Les fesses dans le sable, ma main dans la sienne, et la tête dans les étoiles.

– Je suis désolé pour hier soir. J'ai passé la journée à me dire que j'étais qu'un idiot.

Elle secoue la tête et pose sa joue sur mon épaule.

– C'est de ma faute à moi, Caleb. C'est toujours de ma faute.

– Non, ne dis pas ça. J'aurais dû te retenir. J'aurais dû le faire et j'l'ai pas fais, tu vois.

Elle lève les yeux mais pour une fois, ce n'est pas avec dédain. C'est juste pour observer les étoiles. Pour une fois, ses mains sont vides. Pas de traces d'un verre de Coca mélangé à je ne sais quoi, pas même une cigarette entre les doigts. Elle porte un simple t-shirt blanc trop grand qui retombe à la limite de son short en jean. Ses gestes sont saccadés et ses yeux ne brillent pas de la même manière que d'habitude.

– A quoi tu penses ?

– A rien.

– Tu peux me le dire, Aly, pour de vrai.

Elle pince les lèvres et conserve le silence. Quelques minutes plus tard, elle ouvre enfin la bouche.

– J'sais bien que j'suis une cause perdue. Ça a toujours été comme ça avec moi. Mais on m'disait que ça avait un certain charme.

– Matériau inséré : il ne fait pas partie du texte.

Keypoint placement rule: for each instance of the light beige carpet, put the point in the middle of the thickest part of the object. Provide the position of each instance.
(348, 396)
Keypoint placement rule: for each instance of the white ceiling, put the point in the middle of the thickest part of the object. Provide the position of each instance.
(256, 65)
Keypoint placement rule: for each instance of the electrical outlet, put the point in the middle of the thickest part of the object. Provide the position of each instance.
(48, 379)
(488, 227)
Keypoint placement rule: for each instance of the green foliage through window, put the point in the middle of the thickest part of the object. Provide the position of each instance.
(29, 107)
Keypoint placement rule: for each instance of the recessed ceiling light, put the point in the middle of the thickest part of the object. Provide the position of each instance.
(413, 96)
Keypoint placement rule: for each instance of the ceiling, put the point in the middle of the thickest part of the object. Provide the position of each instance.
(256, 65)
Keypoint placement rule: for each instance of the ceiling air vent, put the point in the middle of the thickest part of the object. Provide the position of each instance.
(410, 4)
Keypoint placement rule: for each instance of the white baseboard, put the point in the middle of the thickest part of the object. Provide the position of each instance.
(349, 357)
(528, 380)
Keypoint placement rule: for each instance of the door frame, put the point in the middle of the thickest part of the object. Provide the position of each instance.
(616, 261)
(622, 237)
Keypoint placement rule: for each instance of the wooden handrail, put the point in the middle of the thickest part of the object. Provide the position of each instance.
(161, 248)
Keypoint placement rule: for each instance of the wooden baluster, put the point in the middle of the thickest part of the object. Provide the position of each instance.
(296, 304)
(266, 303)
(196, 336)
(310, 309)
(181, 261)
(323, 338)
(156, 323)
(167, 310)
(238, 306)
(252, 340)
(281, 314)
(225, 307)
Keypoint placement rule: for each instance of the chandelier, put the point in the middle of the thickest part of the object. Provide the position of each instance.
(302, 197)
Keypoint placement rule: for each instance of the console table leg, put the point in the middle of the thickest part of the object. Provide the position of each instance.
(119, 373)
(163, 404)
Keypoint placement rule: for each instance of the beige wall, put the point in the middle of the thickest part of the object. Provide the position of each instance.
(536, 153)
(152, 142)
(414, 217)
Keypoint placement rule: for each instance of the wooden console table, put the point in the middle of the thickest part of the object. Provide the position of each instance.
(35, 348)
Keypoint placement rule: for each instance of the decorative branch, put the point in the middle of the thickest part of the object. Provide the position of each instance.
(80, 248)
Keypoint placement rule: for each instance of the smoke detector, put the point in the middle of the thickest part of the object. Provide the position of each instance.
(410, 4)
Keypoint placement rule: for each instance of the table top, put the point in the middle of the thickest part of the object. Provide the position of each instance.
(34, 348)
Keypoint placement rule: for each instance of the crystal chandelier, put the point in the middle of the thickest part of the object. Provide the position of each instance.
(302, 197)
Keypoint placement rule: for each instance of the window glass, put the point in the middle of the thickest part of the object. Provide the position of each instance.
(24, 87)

Je m'approche d'elle et passe un bras autour de ses épaules. Un frisson parcourt son corps et elle se colle contre moi.

– Tu vas mal ? je demande bêtement, comme si je ne connaissais pas déjà la réponse.

– Ouais, comme d'habitude. C'est juste que aujourd'hui, t'es là pour le voir.

Un craquement retentit derrière nous et je fais volte-face, paniqué. Mais en réalité, il s'agit juste d'un chat qui passe dans les buissons. Je soupire et me retourne vers les vagues sur l'eau.

– T'as jamais voulu m'expliquer ce qui tournait pas chez toi.

– A moi non plus, on n'a jamais voulu me l'expliquer.

Après quoi, chacun de nous observe silencieusement le paysage. Enfin, quand je dis observer, pour ma part, c'est d'un œil vide. Je pense à trop de choses en même temps, je ne peux même pas me concentrer sur le vide. C'est comme si j'apercevais l'intérieur de ma tête à travers mes yeux, comme si je pouvais voir chacune de mes pensées tourbillonner sans jamais s'arrêter.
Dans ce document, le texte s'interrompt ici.